La sosta del campionato provoca nervosismo a chiunque. Icardi litiga con Maradona e con i tifosi dell’Inter per alcune cose scritte nella sua autobiografia appena uscita, Maldini rifiuta di tornare al Milan e tutto finisce in polemica con la nuova proprietà. Però ci dà il tempo di apprezzare il ritorno di Pippo Baudo alla conduzione di Domenica In. Ormai piegato alle logiche del calcio (comincia alle 17:10), il contenitore domenicale di Raiuno ritrova però il gusto della tv pacata e raffinata, marchio di fabbrica dei conduttori televisivi storici. Perché Pippo Baudo calcò quel palcoscenico per la prima volta nel 1979. Ed è innegabile che, oggi come allora, sia riuscito a rinnovare uno dei format più longevi della comunicazione italiana.
Animali metropolitani. Etruschi crepuscolari. O bostoniani allegri. Comunque ci sia voglia definire, solitamente siamo noi a fare la conta degli indisponibili dopo le Nazionali. Stavolta invece è Milik, il centravanti del Napoli, a subire un brutto infortunio sulle zolle dello Stadio Narodowy di Varsavia. Le stesse che, quando intorno avevano ancora le tribune in legno dello Stadion Dziesięciolecia Manifestu Lipcowego, ospitarono diverse e significative immagini della storia nazionale. E non solo.
Veniva abbreviato in Stadion X-Lecia, perché la traduzione del nome stava per “decimo anniversario del Manifesto di luglio”, ovvero la decisione (datata 22 luglio 1944) dei comunisti polacchi di autoproclamarsi unico governo legittimo del paese, una volta liberato dai nazisti. La particolarità più grande, molto diffusa nell’Europa dell’est, era che per entrare nello stadio si scendeva. Perché il campo da gioco era situato più in basso rispetto alla superficie dell’area circostante. Spogliatoi lontani una decina di minuti dal campo, pista d’atletica e architettura che doveva rispondere a rigidi dettami del realismo socialista.

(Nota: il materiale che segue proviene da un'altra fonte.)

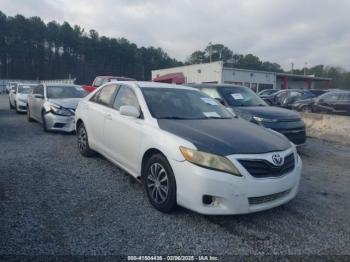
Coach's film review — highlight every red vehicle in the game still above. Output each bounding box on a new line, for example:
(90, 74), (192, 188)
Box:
(83, 76), (137, 93)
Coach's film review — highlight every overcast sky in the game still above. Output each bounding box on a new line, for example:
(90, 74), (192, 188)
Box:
(0, 0), (350, 70)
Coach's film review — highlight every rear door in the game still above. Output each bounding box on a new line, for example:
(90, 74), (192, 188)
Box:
(104, 85), (144, 174)
(9, 85), (17, 106)
(85, 84), (117, 152)
(28, 85), (44, 121)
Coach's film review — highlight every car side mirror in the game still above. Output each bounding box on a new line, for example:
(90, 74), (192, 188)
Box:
(215, 97), (225, 105)
(119, 106), (140, 118)
(34, 94), (44, 99)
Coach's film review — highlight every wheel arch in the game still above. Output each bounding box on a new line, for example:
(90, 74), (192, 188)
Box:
(140, 148), (169, 177)
(75, 118), (84, 130)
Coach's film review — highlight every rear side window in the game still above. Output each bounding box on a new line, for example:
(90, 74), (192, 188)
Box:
(113, 86), (139, 110)
(339, 93), (350, 103)
(320, 94), (339, 102)
(90, 85), (117, 106)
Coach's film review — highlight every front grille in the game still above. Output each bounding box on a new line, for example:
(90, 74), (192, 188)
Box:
(248, 189), (291, 205)
(282, 130), (306, 145)
(53, 123), (66, 128)
(238, 153), (295, 178)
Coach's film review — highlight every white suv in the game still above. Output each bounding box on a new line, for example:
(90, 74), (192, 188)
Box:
(75, 82), (302, 214)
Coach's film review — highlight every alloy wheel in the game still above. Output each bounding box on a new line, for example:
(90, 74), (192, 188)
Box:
(78, 126), (87, 151)
(146, 163), (169, 204)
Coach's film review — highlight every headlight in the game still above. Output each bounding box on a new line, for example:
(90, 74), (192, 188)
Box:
(252, 116), (278, 124)
(180, 146), (242, 176)
(50, 105), (73, 116)
(18, 98), (27, 103)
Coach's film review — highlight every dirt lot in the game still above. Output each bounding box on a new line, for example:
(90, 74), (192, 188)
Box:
(0, 95), (350, 255)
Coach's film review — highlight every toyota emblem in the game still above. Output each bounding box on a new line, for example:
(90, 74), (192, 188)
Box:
(272, 154), (284, 166)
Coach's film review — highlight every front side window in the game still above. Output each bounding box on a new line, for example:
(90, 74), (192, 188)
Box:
(219, 86), (267, 106)
(320, 93), (339, 103)
(46, 85), (87, 99)
(113, 86), (139, 110)
(93, 77), (104, 87)
(33, 85), (44, 95)
(90, 85), (117, 106)
(201, 88), (221, 99)
(141, 87), (233, 119)
(18, 85), (35, 94)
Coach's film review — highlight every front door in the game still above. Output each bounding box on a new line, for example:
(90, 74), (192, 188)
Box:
(104, 86), (144, 174)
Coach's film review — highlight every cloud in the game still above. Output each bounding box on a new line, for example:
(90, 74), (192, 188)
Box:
(0, 0), (350, 69)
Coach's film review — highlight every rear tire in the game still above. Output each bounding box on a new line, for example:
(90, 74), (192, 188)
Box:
(142, 154), (177, 213)
(77, 123), (95, 157)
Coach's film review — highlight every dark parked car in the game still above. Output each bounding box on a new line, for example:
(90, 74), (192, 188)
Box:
(309, 89), (328, 97)
(262, 89), (316, 109)
(292, 91), (350, 115)
(189, 84), (306, 145)
(258, 89), (280, 97)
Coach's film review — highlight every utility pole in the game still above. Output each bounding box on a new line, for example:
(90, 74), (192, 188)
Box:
(304, 62), (307, 76)
(209, 42), (213, 63)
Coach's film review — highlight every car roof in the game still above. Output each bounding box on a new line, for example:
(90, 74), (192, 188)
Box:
(117, 81), (197, 90)
(45, 84), (81, 87)
(18, 83), (40, 86)
(184, 83), (249, 88)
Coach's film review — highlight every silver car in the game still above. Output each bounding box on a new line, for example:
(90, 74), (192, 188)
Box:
(27, 84), (87, 132)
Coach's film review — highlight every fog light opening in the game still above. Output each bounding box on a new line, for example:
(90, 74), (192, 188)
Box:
(202, 195), (213, 205)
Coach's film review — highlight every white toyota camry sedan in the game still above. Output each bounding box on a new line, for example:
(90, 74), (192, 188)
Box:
(75, 82), (302, 214)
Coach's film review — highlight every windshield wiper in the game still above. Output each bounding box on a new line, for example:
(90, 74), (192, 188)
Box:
(158, 116), (195, 120)
(205, 116), (231, 119)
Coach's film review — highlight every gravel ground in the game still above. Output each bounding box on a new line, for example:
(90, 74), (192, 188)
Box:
(0, 95), (350, 255)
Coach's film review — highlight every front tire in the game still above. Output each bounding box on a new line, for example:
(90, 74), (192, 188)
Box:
(15, 102), (20, 114)
(143, 154), (177, 213)
(9, 100), (15, 109)
(27, 105), (34, 122)
(77, 123), (95, 157)
(300, 106), (312, 113)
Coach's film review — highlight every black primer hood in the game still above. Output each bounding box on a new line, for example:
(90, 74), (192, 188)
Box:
(158, 118), (291, 156)
(232, 106), (301, 120)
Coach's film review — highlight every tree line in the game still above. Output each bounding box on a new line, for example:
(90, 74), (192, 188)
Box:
(0, 11), (350, 88)
(0, 11), (182, 84)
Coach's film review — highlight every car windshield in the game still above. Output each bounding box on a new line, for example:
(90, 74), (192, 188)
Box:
(47, 85), (87, 98)
(18, 85), (34, 94)
(219, 86), (267, 106)
(142, 87), (233, 119)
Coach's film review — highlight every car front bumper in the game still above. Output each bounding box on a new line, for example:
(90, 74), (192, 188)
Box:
(45, 112), (75, 132)
(16, 100), (27, 112)
(170, 147), (302, 215)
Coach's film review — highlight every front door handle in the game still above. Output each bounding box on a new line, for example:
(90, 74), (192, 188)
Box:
(105, 114), (112, 120)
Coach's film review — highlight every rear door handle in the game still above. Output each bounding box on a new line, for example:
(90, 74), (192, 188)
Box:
(105, 114), (112, 120)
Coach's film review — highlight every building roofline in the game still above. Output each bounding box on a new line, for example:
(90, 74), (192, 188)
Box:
(151, 61), (223, 72)
(276, 72), (332, 81)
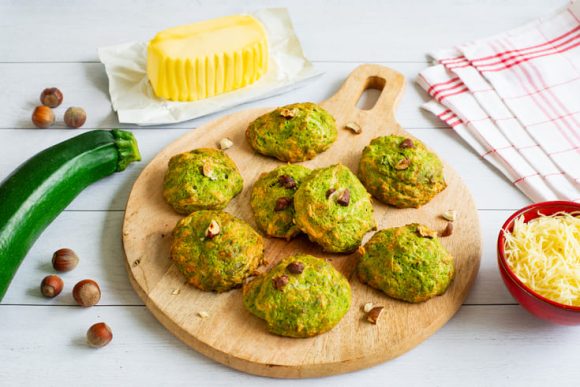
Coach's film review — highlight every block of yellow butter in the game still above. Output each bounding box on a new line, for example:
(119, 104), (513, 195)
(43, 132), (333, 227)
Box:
(147, 15), (269, 101)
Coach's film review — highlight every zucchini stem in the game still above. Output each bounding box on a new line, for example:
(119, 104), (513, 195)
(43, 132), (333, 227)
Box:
(111, 129), (141, 172)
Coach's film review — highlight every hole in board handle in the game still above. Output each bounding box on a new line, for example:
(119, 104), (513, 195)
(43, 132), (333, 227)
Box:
(356, 76), (387, 110)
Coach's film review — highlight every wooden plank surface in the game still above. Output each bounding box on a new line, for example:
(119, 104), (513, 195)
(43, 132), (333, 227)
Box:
(0, 0), (580, 386)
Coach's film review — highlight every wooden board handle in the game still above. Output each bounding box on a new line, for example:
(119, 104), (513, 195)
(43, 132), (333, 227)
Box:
(321, 64), (405, 133)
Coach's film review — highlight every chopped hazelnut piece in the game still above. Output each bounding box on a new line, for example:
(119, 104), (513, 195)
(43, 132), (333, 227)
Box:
(336, 188), (350, 207)
(201, 162), (217, 180)
(280, 108), (296, 119)
(399, 138), (415, 149)
(274, 196), (293, 211)
(367, 306), (385, 324)
(286, 262), (304, 274)
(272, 275), (288, 290)
(440, 222), (453, 237)
(278, 175), (296, 189)
(395, 157), (411, 171)
(344, 122), (362, 134)
(441, 210), (457, 222)
(218, 137), (234, 150)
(417, 225), (437, 238)
(205, 220), (221, 239)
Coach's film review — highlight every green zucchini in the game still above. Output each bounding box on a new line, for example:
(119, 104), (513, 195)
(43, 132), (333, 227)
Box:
(0, 129), (141, 300)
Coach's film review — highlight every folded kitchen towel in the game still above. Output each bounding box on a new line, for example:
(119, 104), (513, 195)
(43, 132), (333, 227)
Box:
(417, 2), (580, 201)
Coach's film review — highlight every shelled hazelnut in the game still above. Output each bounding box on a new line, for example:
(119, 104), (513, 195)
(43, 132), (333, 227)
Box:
(32, 105), (54, 129)
(52, 248), (79, 272)
(73, 279), (101, 307)
(40, 275), (64, 298)
(87, 322), (113, 348)
(64, 107), (87, 129)
(40, 87), (63, 108)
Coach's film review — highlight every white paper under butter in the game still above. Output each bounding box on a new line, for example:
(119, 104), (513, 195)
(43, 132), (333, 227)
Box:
(99, 8), (321, 125)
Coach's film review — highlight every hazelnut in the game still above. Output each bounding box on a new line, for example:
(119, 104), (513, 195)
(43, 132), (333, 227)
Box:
(395, 157), (411, 171)
(278, 175), (296, 189)
(399, 138), (415, 149)
(32, 105), (54, 129)
(280, 108), (296, 120)
(336, 188), (350, 207)
(87, 322), (113, 348)
(205, 220), (221, 239)
(363, 302), (375, 313)
(73, 279), (101, 307)
(40, 275), (64, 298)
(201, 161), (217, 181)
(272, 275), (288, 290)
(64, 107), (87, 129)
(40, 87), (62, 108)
(439, 222), (453, 237)
(274, 197), (294, 211)
(417, 224), (437, 239)
(52, 249), (79, 272)
(286, 262), (304, 274)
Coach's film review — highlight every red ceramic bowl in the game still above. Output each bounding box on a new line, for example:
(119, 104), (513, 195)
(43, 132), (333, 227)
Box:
(497, 201), (580, 325)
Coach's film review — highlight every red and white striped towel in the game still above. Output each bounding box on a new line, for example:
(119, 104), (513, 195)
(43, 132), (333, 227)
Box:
(417, 1), (580, 201)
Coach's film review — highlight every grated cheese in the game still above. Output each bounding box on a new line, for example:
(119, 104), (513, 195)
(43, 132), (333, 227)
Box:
(505, 211), (580, 306)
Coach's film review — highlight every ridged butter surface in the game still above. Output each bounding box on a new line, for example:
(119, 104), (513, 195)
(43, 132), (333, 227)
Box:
(147, 15), (268, 101)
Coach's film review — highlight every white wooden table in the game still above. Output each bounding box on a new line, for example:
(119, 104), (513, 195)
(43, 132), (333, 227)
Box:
(0, 0), (580, 386)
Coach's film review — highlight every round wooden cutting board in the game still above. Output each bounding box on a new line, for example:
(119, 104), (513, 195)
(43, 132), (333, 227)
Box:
(123, 65), (481, 378)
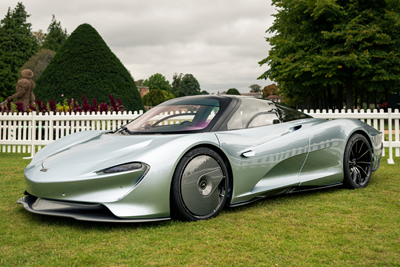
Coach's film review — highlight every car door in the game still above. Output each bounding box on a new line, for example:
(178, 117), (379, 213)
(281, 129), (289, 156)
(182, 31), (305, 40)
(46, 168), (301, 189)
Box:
(216, 99), (309, 204)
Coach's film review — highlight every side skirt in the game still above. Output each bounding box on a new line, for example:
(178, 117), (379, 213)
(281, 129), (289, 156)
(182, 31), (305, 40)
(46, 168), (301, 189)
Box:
(286, 183), (343, 194)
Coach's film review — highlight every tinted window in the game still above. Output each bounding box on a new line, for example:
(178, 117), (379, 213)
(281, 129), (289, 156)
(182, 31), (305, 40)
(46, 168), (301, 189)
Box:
(228, 98), (279, 130)
(275, 104), (312, 122)
(122, 101), (220, 133)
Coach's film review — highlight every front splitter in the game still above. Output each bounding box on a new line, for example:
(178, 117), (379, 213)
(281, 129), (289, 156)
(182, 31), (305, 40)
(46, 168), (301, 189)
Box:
(17, 195), (171, 223)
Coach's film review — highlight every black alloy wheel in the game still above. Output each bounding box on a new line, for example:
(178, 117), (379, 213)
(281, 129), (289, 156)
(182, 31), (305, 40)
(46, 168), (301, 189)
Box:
(343, 134), (374, 189)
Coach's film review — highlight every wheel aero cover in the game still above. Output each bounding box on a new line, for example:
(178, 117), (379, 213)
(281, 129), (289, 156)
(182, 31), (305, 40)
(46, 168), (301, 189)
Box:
(348, 140), (372, 186)
(181, 155), (225, 216)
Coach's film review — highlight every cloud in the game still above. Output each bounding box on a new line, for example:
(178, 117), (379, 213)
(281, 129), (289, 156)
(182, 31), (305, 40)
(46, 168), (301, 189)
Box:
(0, 0), (274, 92)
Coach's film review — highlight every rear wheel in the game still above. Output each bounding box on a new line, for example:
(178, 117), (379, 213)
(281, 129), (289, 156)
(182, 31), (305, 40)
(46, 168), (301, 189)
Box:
(171, 147), (229, 221)
(343, 134), (373, 188)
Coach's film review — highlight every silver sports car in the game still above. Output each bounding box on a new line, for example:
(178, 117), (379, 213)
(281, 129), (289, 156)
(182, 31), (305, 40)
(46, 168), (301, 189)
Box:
(18, 96), (382, 222)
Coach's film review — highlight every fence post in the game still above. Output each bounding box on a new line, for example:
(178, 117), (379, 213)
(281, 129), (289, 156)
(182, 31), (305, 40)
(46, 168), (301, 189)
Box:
(388, 108), (394, 164)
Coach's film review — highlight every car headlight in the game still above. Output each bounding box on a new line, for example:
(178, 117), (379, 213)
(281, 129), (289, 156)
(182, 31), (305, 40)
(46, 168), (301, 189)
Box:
(96, 162), (146, 174)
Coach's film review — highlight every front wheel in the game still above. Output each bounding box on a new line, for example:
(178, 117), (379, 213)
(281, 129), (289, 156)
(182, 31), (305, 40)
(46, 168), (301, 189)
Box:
(171, 147), (229, 221)
(343, 134), (373, 189)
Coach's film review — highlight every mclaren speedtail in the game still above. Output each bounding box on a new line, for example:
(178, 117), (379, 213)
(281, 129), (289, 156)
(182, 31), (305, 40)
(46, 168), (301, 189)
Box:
(18, 95), (382, 222)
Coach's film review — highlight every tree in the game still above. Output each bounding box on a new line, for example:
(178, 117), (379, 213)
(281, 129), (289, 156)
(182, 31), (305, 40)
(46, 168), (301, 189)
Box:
(259, 0), (400, 108)
(20, 49), (56, 81)
(143, 89), (166, 107)
(226, 88), (240, 95)
(172, 72), (183, 97)
(32, 29), (46, 46)
(0, 3), (39, 99)
(35, 24), (144, 110)
(178, 74), (201, 96)
(249, 84), (261, 93)
(136, 79), (144, 86)
(142, 73), (172, 93)
(42, 15), (68, 52)
(262, 84), (279, 98)
(162, 90), (175, 101)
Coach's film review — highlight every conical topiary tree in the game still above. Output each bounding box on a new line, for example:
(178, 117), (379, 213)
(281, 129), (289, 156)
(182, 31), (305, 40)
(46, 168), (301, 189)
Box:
(35, 24), (144, 110)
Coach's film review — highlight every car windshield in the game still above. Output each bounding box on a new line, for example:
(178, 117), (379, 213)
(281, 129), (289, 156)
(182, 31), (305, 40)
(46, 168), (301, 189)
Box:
(118, 100), (220, 134)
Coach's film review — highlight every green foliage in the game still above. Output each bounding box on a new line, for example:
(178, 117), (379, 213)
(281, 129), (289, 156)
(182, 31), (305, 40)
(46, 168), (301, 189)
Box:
(142, 73), (172, 93)
(35, 24), (144, 110)
(259, 0), (400, 107)
(42, 15), (68, 52)
(162, 90), (175, 101)
(226, 88), (240, 95)
(143, 89), (167, 106)
(178, 74), (201, 96)
(0, 3), (39, 99)
(172, 72), (183, 97)
(19, 49), (56, 81)
(249, 84), (261, 93)
(262, 84), (279, 98)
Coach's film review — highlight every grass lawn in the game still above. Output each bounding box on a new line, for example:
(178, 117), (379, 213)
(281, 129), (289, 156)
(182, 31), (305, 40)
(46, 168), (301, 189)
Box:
(0, 153), (400, 266)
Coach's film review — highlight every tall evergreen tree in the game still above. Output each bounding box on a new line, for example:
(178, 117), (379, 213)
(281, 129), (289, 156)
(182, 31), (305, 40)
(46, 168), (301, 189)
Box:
(142, 73), (171, 93)
(42, 15), (68, 52)
(178, 74), (201, 96)
(0, 3), (39, 99)
(260, 0), (400, 108)
(172, 72), (183, 97)
(35, 24), (144, 110)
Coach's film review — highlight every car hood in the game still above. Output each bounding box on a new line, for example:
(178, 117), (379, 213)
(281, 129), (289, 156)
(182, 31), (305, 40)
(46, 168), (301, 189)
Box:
(25, 132), (178, 182)
(42, 133), (157, 168)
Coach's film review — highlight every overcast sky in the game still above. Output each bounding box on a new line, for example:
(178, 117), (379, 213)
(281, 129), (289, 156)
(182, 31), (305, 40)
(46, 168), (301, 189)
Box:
(0, 0), (275, 93)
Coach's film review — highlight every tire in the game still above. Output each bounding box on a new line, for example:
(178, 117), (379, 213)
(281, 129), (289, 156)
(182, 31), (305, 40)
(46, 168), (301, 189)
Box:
(343, 134), (374, 189)
(170, 147), (229, 221)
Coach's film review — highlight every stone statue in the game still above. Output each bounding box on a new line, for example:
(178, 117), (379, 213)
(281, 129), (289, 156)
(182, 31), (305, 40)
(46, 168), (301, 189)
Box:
(8, 69), (35, 108)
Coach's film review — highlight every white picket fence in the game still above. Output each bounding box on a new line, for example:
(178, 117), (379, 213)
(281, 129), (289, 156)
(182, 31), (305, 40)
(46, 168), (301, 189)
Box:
(0, 111), (143, 157)
(302, 108), (400, 164)
(0, 109), (400, 164)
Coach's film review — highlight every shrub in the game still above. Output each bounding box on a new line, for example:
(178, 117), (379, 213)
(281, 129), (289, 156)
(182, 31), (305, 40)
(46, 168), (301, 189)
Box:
(35, 24), (144, 110)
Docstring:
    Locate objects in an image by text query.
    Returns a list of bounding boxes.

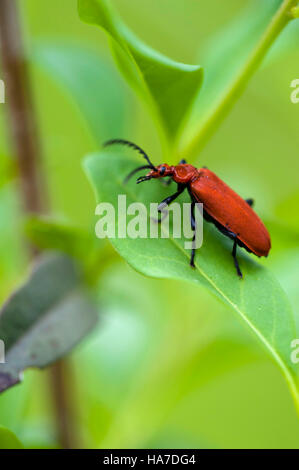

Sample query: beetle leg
[160,176,172,186]
[154,184,185,224]
[190,200,196,268]
[232,238,243,279]
[158,185,185,212]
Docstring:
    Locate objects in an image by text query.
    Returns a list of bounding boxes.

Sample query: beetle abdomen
[190,168,271,256]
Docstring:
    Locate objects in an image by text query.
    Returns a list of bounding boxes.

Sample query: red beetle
[104,139,271,278]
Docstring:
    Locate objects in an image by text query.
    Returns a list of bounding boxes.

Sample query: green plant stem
[0,0,76,447]
[180,0,297,157]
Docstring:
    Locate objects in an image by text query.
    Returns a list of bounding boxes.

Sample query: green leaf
[0,426,23,449]
[0,255,97,391]
[180,0,291,157]
[85,152,298,404]
[30,43,126,143]
[78,0,203,141]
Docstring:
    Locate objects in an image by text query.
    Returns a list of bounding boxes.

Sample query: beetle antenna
[124,165,152,183]
[136,176,152,184]
[104,139,157,170]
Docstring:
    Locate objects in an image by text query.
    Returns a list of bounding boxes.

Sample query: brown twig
[0,0,76,448]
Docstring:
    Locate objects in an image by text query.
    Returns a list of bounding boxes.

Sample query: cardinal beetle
[104,139,271,278]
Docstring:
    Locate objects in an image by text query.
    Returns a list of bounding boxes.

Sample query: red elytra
[104,139,271,277]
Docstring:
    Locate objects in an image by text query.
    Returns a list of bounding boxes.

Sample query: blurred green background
[0,0,299,448]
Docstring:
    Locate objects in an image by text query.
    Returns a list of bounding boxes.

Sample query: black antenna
[103,139,157,170]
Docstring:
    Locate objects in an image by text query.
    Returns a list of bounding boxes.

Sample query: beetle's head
[136,163,174,184]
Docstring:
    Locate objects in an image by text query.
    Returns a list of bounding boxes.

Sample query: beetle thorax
[173,163,198,184]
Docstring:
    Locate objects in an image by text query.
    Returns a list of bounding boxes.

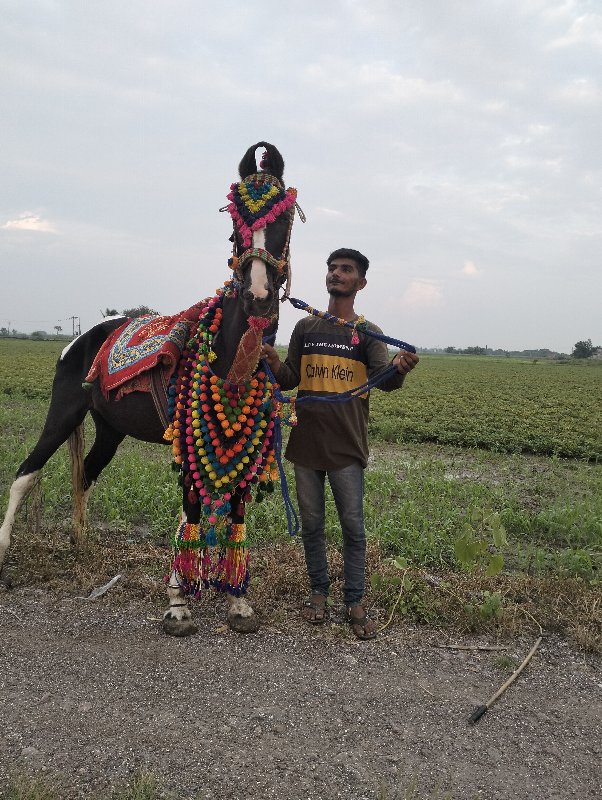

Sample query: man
[262,248,418,639]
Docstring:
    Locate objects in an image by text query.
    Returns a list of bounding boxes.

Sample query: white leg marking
[0,470,40,567]
[163,570,192,622]
[249,228,268,300]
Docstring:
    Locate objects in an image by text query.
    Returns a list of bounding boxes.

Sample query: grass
[0,774,464,800]
[0,340,602,651]
[0,773,166,800]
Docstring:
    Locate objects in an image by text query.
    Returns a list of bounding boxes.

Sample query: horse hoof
[0,564,13,591]
[163,617,199,636]
[228,614,259,633]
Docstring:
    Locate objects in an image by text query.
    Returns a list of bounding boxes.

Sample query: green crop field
[0,339,602,648]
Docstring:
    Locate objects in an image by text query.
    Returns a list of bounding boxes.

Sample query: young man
[262,248,418,639]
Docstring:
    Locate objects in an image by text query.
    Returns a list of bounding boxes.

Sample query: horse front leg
[0,470,40,572]
[225,491,259,633]
[163,570,198,636]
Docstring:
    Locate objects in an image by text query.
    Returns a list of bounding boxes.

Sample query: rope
[287,297,416,353]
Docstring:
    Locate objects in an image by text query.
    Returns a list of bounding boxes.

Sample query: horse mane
[238,142,284,182]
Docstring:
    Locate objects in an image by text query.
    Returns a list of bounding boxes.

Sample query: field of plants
[0,339,602,648]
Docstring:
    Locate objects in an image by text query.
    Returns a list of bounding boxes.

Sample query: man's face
[326,258,366,297]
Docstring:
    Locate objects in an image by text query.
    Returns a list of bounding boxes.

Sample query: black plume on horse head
[238,142,284,181]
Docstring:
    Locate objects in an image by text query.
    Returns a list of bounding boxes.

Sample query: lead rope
[261,302,416,536]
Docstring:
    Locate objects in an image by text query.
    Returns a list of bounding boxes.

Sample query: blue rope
[261,297,416,536]
[287,297,416,353]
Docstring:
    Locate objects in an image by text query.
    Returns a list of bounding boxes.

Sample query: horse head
[224,142,297,318]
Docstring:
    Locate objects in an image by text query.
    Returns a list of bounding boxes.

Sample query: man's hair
[326,247,370,278]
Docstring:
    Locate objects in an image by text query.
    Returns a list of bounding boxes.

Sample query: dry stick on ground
[468,636,543,725]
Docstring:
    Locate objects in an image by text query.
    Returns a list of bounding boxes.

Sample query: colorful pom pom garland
[227,172,297,249]
[164,281,278,595]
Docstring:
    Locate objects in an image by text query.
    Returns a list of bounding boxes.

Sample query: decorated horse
[0,142,296,636]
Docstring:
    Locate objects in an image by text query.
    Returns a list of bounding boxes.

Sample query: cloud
[316,206,343,217]
[304,58,463,110]
[401,278,445,309]
[462,261,481,278]
[558,78,602,107]
[1,213,56,233]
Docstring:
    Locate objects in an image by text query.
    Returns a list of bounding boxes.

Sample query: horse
[0,142,303,636]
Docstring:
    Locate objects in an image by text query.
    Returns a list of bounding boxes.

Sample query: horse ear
[238,142,284,181]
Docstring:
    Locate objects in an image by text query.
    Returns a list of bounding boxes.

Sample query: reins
[261,295,416,536]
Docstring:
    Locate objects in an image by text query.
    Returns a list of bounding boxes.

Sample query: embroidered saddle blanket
[85,304,201,400]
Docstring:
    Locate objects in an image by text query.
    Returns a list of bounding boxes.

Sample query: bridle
[220,172,306,302]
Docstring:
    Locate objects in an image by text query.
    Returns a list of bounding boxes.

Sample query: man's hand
[261,343,280,377]
[393,350,420,375]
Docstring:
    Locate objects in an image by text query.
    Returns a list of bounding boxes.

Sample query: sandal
[301,594,330,625]
[347,603,377,642]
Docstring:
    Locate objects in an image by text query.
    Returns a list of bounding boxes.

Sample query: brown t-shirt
[276,316,403,470]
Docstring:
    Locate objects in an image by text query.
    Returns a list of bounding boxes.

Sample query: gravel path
[0,589,602,800]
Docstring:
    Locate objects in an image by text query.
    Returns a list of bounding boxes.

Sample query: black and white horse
[0,142,295,636]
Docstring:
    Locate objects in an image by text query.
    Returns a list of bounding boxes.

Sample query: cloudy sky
[0,0,602,352]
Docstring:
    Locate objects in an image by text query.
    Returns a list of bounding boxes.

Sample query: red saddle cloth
[85,303,202,400]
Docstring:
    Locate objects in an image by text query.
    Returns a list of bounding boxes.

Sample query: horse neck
[211,297,278,378]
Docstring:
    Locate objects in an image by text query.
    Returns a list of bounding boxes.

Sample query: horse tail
[238,142,284,181]
[67,422,87,545]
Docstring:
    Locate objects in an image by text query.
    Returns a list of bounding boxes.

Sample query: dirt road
[0,589,602,800]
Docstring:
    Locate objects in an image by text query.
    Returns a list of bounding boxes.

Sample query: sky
[0,0,602,352]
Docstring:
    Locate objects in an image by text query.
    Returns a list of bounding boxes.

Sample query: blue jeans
[295,463,366,606]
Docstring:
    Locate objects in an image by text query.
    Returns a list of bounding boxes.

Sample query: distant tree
[121,306,159,317]
[571,339,599,358]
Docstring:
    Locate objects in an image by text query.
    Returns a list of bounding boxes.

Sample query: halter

L’evento probabilmente più famoso è la Messa che Giovanni Paolo II tenne nel giugno 1983 alla presenza di più di 100.000 fedeli. Durante il suo secondo viaggio da Pontefice nella terra natia. Ma sarà anche l’ultimo grande appuntamento allo Stadion X-Lecia. La Nazionale polacca lo aveva già abbandonato, la concezione ormai superata ne rendeva difficoltose sia la gestione che la manutenzione. Lo rileva in affitto nel 1989, all’approdo del capitalismo, una società di nome Damis. Che lo fa diventare lo Jarmark Europa, il più grande mercato europeo dell’epoca. Tra le bancarelle, fino al trasferimento in altra zona del 2008, si troverà di tutto. Dagli alimentari alla memorialistica parasovietica, fino ai commerci mediamente meno leciti.
Nel frattempo è tornata finalmente la Roma. Gioca di sabato quasi a volerci venire incontro dopo queste altre due settimane. Gioca e lo fa anche bene, tatticamente quasi perfetta e decisa quando serve, finalmente corsara. Una vittoria che serve alla classifica e al dualismo con il Napoli, in un ipotetico futuro scenario fatto di classifica avulsa o differenza reti. Avete visto come cambia velocemente la visione delle cose?